The Royal College of Emergency Medicine (RCEM) said patients were being forced to wait for hours or "even days" on trolleys, increasing the risk to their lives.
Analysis of NHS England figures by the Liberal Democrats showed 439,411 people waited for 12 hours or more after a decision to admit had been made in 2023/24 - up from just 3,262 in 2018/19.
Other figures from the King’s Fund showed more than one in four people waited longer than the target of four hours in A&E.
Patients are waiting 33 minutes on average for an ambulance in emergency cases such as strokes and heart attacks, when the target is 18 minutes, the think-tank said.
The Lib Dems have promised to boost health and social care spending by £9 billion as part of their General Election manifesto, saying "there are 10 days to save the NHS".
Labour has vowed, if elected, to cut NHS waiting lists with 40,000 new appointments every week.
Meanwhile, the Tories have pledged to continue with the longstanding convention of increasing annual spending on the NHS above inflation, and vowed to restore NHS performance to constitutional targets.
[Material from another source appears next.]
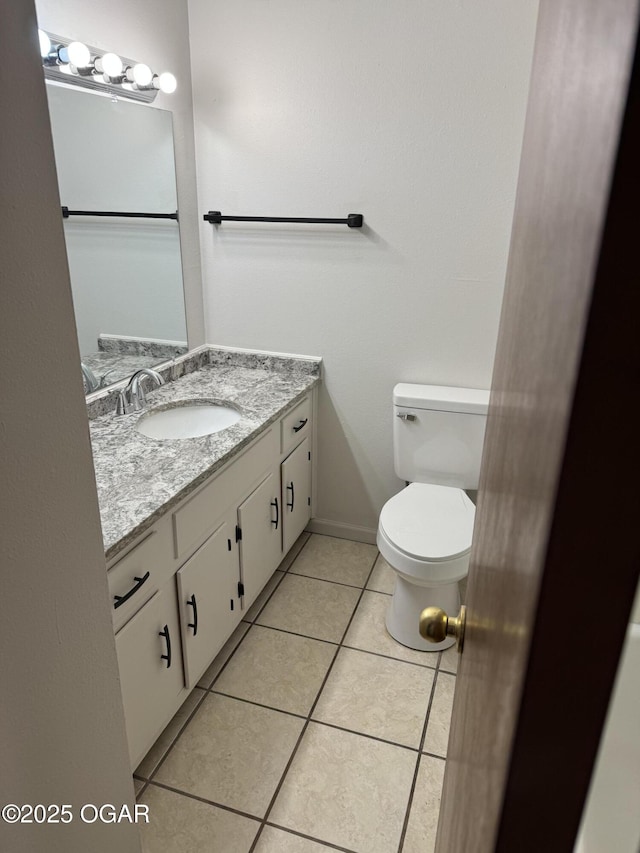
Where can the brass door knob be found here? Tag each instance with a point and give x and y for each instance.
(436, 626)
RCEM president Dr Adrian Boyle said: "These figures, and our own research, clearly evidence the shameful and shocking reality of poorly patients who need to be cared for on hospital wards having to wait many hour hours, even days, often on trolleys in corridors because there is not enough capacity in the system.
"There simply are not enough beds to admit people to, often because the people in those beds are medically well enough to go home but can't because of inadequate or delayed social care support.
"It is not just a matter of inconvenience or lack of dignity, which is bad enough. The longer people's in-patient admission is delayed, the greater the risk the risk to their life."
Society of Acute Medicine president Dr Nick Murch said: "The Liberal Democrats' continued focus on health and social care and, in particular, dangerous waits and overcrowding in emergency departments is very much needed and should be followed by the other parties for the remainder of this election campaign and beyond.
"Failure to address this adequately in the election campaign with meaningful debate and honest discussions about sustainable solutions inevitably means that acute medical patients will be languishing in corridors for the foreseeable future leading to severe harm and earlier deaths. This is a national emergency and must be recognised as that.
"This is an unacceptable new normal. Sadly the burden of risk is borne by the most vulnerable patients: older patients and those with heart disease and cancer. This shame must end."